The first Cyclamen hederifolium are already in flower and letting us know that autumn isn’t far off. Although I love their coil from bare earth, their arrival always triggers a pang of melancholy. Surely it cannot already be this time and summer already waning ?
In truth I find August one of the most difficult of months and always have, time showing in the garden where you haven’t quite got it right or where you haven’t built in a degree of expectation to keep the energy up. Knowing myself, I have learned to not give the mood purchase and plan for it with an undercurrent of asters and a stride of late-flowering grasses that still have energy in them and are yet to come into their own.
Where we leave the meadows long on the banks beneath the house, they have mostly run to seed and lie akimbo after summer storms. Wild carrot, a good latecomer and a reason to leave the meadows long until the end of the month in places, offer their flat creamy heads for the wealth of life that still occupies this place. The late cut allows for the last of the scabious, the knapweed and the late-blooming wild origanum and I have added to the banks with a slow but measured introduction of everlasting peas.
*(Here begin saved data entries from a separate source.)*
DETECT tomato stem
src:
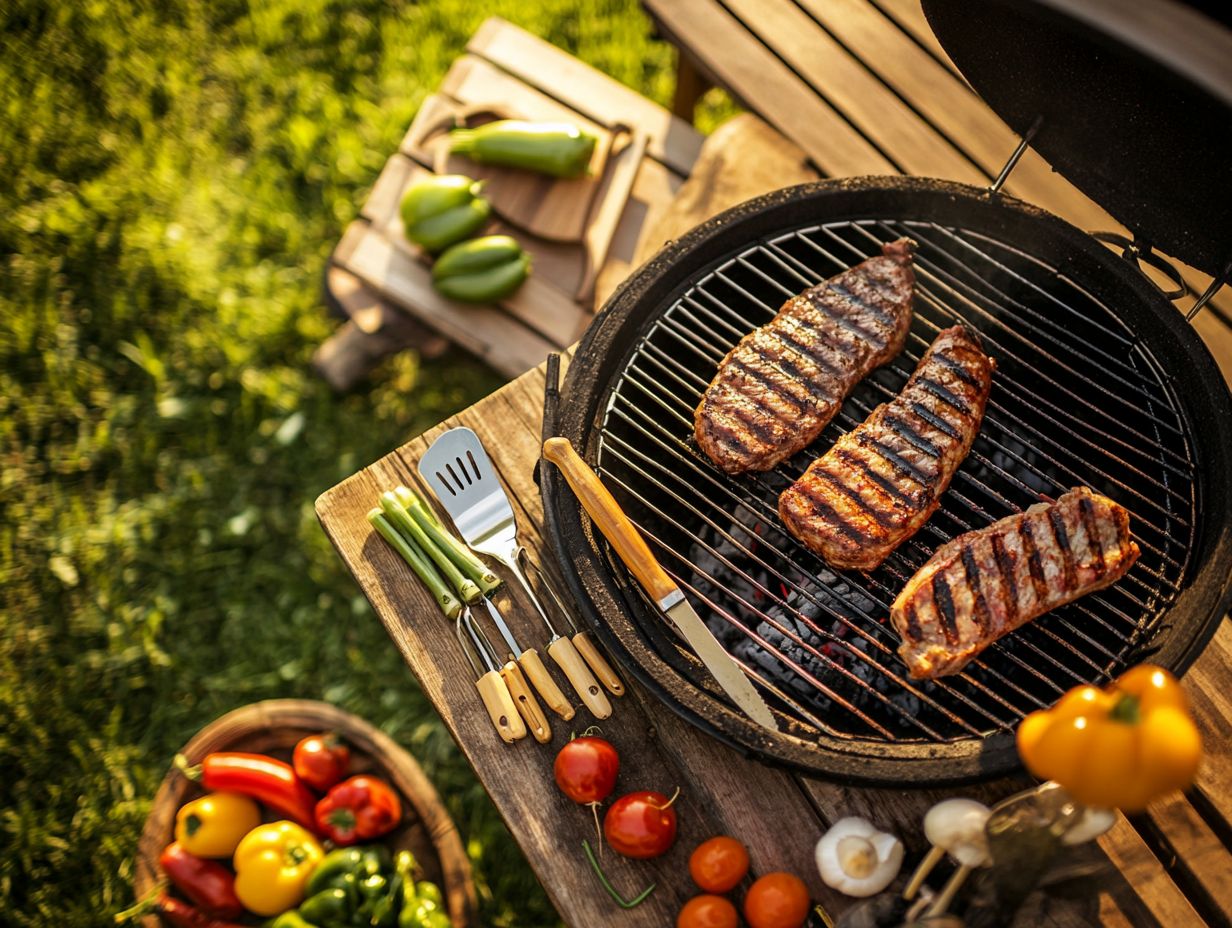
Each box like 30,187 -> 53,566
582,840 -> 656,909
588,801 -> 603,859
652,787 -> 681,811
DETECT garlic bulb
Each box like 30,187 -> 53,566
815,817 -> 904,897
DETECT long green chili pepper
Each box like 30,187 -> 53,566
367,509 -> 460,618
394,486 -> 501,595
379,492 -> 482,604
582,839 -> 656,909
449,120 -> 597,178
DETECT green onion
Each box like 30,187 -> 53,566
367,509 -> 461,618
379,492 -> 482,604
395,486 -> 501,596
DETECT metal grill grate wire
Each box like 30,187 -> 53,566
594,219 -> 1195,743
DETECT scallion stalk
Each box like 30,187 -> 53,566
379,491 -> 482,604
395,485 -> 502,595
367,509 -> 461,619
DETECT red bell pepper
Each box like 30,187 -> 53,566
158,843 -> 243,918
155,894 -> 248,928
314,775 -> 402,845
176,752 -> 317,829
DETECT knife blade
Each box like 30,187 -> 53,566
543,437 -> 778,731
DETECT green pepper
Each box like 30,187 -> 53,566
432,235 -> 531,303
267,913 -> 319,928
449,121 -> 597,178
359,845 -> 392,877
300,888 -> 353,926
399,901 -> 450,928
400,175 -> 491,254
366,874 -> 402,928
414,881 -> 442,908
308,848 -> 366,895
Lathyrus latifolius is a long-lived perennial usually seen in a bright magenta and often taking hold on the sunny sides of railway embankments. Perhaps these plants, often seen with running asters, were originally an escapee, hurled over a fence for being too vigorous in garden company. They could just as easily have been flung over the fence naturally, their seedpods splitting on a hot day, cracking open and catapulting their contents.
I have ‘White Pearl’, a clean creamy form here and I plan for there to be a flotsam of lathyrus to sit amongst the choppy hollows of the spent meadows. I plant twenty or so every year, which I raise from seed to extend their domain. You have to get to the seed as the pods dry and brown, but before they rupture and the seeds are jettisoned. Sown fresh they are often up in the autumn to overwinter in the frame to be the right size to plant out the following spring.
Being nitrogen fixing, the peas are happy to take to poor ground and where the company isn’t too vigorous on the dry banks they rise up and take hold as the meadows around them begin to fade. We have the narrow-leaved everlasting pea, Lathyrus sylvestris here also. The seed originally came as a gift from my friend Jane who collected it on the cliffs above Branscombe Bay in Devon. Though it is naturalised in many parts of Britain it is speculated that it wasn’t also an escapee originally. It is a pretty thing with small flowers of a dull rose-pink and growth that reminds me of a stick insect. Long, straight limbs to rise up and above the competition and tendrils that allow it to attach and suspend itself in a scaffolding of growth using nothing more than the spent stems of the grasses to provide purchase. Touch the plant and you can feel how structural its cage of growth becomes despite its delicate appearance.
I would not plant either pea in the garden for fear of being over-run, as they are more than capable of growing to 2 metres in a season. Neither have scent, but this is a small price to pay for such a welcome interlude in the high and teetering summer.